Data Parallel slows things down - ResNet 1001 #3917

al3xsh · 2017-11-28T10:12:05Z

Hi,

I am attempting to train ResNet 1001 on Cifar 10 using multiple GPUs (I have 4 x Titan X Maxwell cards) using DataParallel. However, it seems to train faster on one GPU than on multiple GPUs. I have attached screenshots below.

4 GPUs:

1 GPU:

(For reference, the torch implementation trains a batch in around 0.4 - 0.45s).

Using nvidia-smi I can verify that it is using multiple GPUs:

But there isn't the speed up I was expecting ...

My code uses:

net = torch.nn.DataParallel(net).cuda()

to set up the network across all the available GPUs, and

input = input.cuda(async=True) target = target.cuda(async=True) input_var = torch.autograd.Variable(input) target_var = torch.autograd.Variable(target)

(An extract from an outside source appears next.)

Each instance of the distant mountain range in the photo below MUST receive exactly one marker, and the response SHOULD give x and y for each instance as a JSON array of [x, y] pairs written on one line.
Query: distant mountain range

to send the variables to the GPUS.

The full code is here: https://github.com/al3xsh/pytorch-models

Can anybody tell me what am I missing? (I'm sure it's something obvious :)

Regards,

Alex

nb. I am using version 0.2.0_4 & python 3.6 installed via the conda instructions on the installation page.

The text was updated successfully, but these errors were encountered:

zhengyunqq · 2017-11-28T10:27:27Z

I also met similar problem before and I don't know why.

apaszke · 2017-11-28T10:27:57Z

My guess would be that you’re using a small batch size (64, so 16 per GPU) so they are not effectively used at 100%, but you have to pay the communication costs that make it slower. Check how the run times change if you increase the batch size (you still have plenty of free memory)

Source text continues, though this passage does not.